Section 2: Any item brought before the Board of Directors not appearing on the agenda cannot be voted upon unless an emergency exists and is so declared and unanimously approved by a quorum of the Board of Directors.

ARTICLE 13

Section 1: The Board of Directors may authorize any officer or officers of the Association to enter into any contract or execute and deliver any instrument in the name of and on behalf of the Association and such authority may be general or confined to specific circumstances.

Section 2: All checks, drafts or orders for the payment of money, notes or other evidence of indebtedness issued in the name of the Association shall be signed by such officer or officers and in such manner as shall be determined by resolution of the Boards of Directors. In the absence of such determination, such instruments shall be signed by the Treasurer and the Chairman or the Chairman's designee.

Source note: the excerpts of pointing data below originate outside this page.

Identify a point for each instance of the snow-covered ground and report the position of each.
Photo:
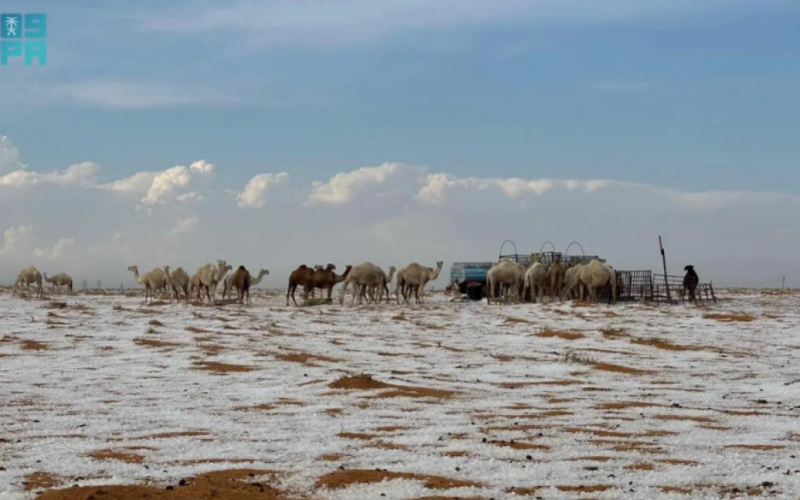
(551, 401)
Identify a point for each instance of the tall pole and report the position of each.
(664, 260)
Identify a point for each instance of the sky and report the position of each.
(280, 132)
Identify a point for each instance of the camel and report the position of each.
(227, 285)
(367, 276)
(414, 277)
(384, 287)
(59, 280)
(208, 277)
(536, 281)
(27, 276)
(241, 282)
(154, 280)
(510, 276)
(555, 278)
(300, 276)
(326, 279)
(571, 281)
(595, 275)
(176, 281)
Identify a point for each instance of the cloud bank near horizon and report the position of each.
(390, 214)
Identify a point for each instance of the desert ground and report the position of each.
(104, 397)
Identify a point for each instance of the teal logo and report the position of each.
(23, 37)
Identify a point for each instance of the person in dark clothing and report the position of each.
(690, 282)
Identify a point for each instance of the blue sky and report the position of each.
(683, 96)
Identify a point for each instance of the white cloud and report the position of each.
(185, 225)
(9, 154)
(343, 188)
(201, 167)
(255, 192)
(137, 183)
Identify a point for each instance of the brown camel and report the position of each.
(241, 282)
(326, 279)
(300, 276)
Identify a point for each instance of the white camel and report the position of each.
(59, 280)
(536, 281)
(177, 281)
(509, 276)
(153, 281)
(415, 277)
(208, 277)
(595, 275)
(27, 276)
(227, 285)
(360, 276)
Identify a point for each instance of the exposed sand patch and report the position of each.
(345, 478)
(560, 334)
(216, 367)
(122, 455)
(239, 484)
(32, 345)
(41, 480)
(730, 317)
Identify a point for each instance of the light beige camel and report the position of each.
(59, 280)
(536, 281)
(241, 282)
(227, 285)
(177, 281)
(27, 276)
(153, 281)
(596, 275)
(208, 277)
(510, 277)
(571, 282)
(383, 287)
(414, 277)
(359, 276)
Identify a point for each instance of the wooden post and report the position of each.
(664, 260)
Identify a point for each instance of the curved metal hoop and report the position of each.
(541, 248)
(566, 252)
(504, 244)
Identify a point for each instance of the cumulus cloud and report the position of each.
(344, 187)
(255, 192)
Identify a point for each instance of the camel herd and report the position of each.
(513, 281)
(369, 283)
(206, 279)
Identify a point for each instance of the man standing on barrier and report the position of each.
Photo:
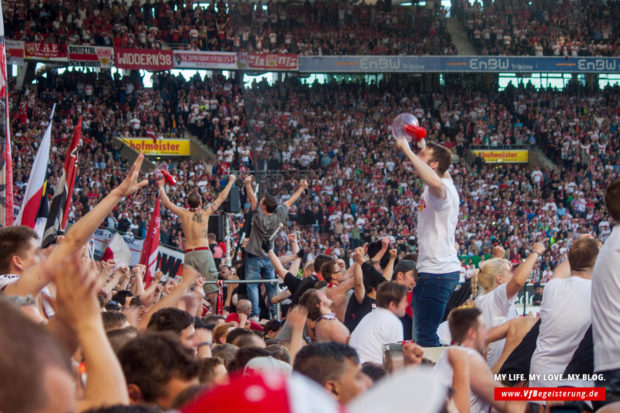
(266, 222)
(195, 222)
(438, 264)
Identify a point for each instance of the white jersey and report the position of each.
(437, 221)
(443, 371)
(565, 316)
(606, 304)
(497, 308)
(377, 328)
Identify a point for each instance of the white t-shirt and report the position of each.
(565, 316)
(377, 328)
(437, 221)
(606, 304)
(496, 309)
(8, 279)
(443, 370)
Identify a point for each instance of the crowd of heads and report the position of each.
(523, 28)
(310, 28)
(321, 132)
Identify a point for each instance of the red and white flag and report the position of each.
(6, 166)
(117, 250)
(32, 198)
(151, 246)
(63, 192)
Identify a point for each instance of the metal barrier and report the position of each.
(272, 281)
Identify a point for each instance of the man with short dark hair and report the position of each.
(157, 368)
(334, 366)
(565, 313)
(176, 321)
(606, 301)
(465, 359)
(195, 222)
(20, 251)
(36, 369)
(438, 265)
(266, 221)
(405, 273)
(382, 325)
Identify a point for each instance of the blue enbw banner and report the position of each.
(474, 64)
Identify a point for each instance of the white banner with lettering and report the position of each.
(169, 261)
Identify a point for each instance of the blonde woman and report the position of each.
(495, 288)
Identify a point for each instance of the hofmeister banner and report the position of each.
(186, 59)
(162, 147)
(147, 59)
(503, 156)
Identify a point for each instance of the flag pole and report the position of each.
(6, 163)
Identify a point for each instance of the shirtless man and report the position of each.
(340, 283)
(195, 222)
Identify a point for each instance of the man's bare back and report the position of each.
(195, 221)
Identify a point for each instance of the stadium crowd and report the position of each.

Section 3: All funds of the Association shall be deposited to the credit of the Association in such banks, trust companies or other depositories as the Board may elect.

Section 4: The Board of Directors may accept on behalf of the Association any contribution, gift, bequest or devise for the general purposes or for any special purposes of the Association.

ARTICLE 14

The President shall appoint such committees as are deemed necessary for the conduct of the Association's business, and unless specified elsewhere in these Bylaws, designate the chairpersons of such committees.

ARTICLE 15

Unless otherwise specified, a majority of those voting is required to approve an action of any unit of the Association. Voting privileges are extended to all General members and Meritorious members as defined in Article 7 Section 1 (A).

ARTICLE 16

Dissolution or final liquidation of the Association shall take place and the distribution of assets shall proceed as provided in the Articles of Incorporation.

ARTICLE 17

The Association shall not authorize or issue shares of stock, nor obtain any dividends nor make any loans to its member organizations, members of the Board of Directors, officers, agents or employees.

ARTICLE 18

The Association shall not be operated for profit, except that the Association shall be authorized and empowered to pay reasonable compensation for services rendered and to make payments and distribution in furtherance of its purposes as set forth in Article 3, hereof. The Association shall not directly or indirectly participate in, or intervene in (including the publishing or distributing-of Statements) any political campaign on behalf of or in opposition to any candidate for public office. Notwithstanding any provisions in these Bylaws or in the Association's Articles, of Incorporation, the Association shall not carry on any activities not permitted to be carried on by an organization exempt from federal income taxation under Section 501 (a) of the Internal Revenue Code of 1954 as an organization described in Code Section 501 (c)(3), (or corresponding provisions of any future United States internal revenue laws). No substantial part of the activities of the corporation shall be the carrying on of propaganda or otherwise attempting to influence legislation, except that the corporation may elect to have provisions of Section 501 (h) of the. Internal Revenue Code of 1954 (or corresponding provisions of any future United States internal revenue laws) apply with respect to such activities.

ARTICLE 19

The rules contained in the most recent edition of Robert's Rules of Order shall govern the Association in all cases in which they are applicable and in which they are inconsistent with the Articles of Incorporation, these Bylaws, and any special rules or order the Association may adopt.

ARTICLE 20

These Bylaws may be amended or revised upon the recommendation of the Board of Directors, by a two-thirds (2/3) majority vote of those active members voting. At least thirty (30) days notice of a scheduled vote by the active members of the Association shall be provided in writing to all active members.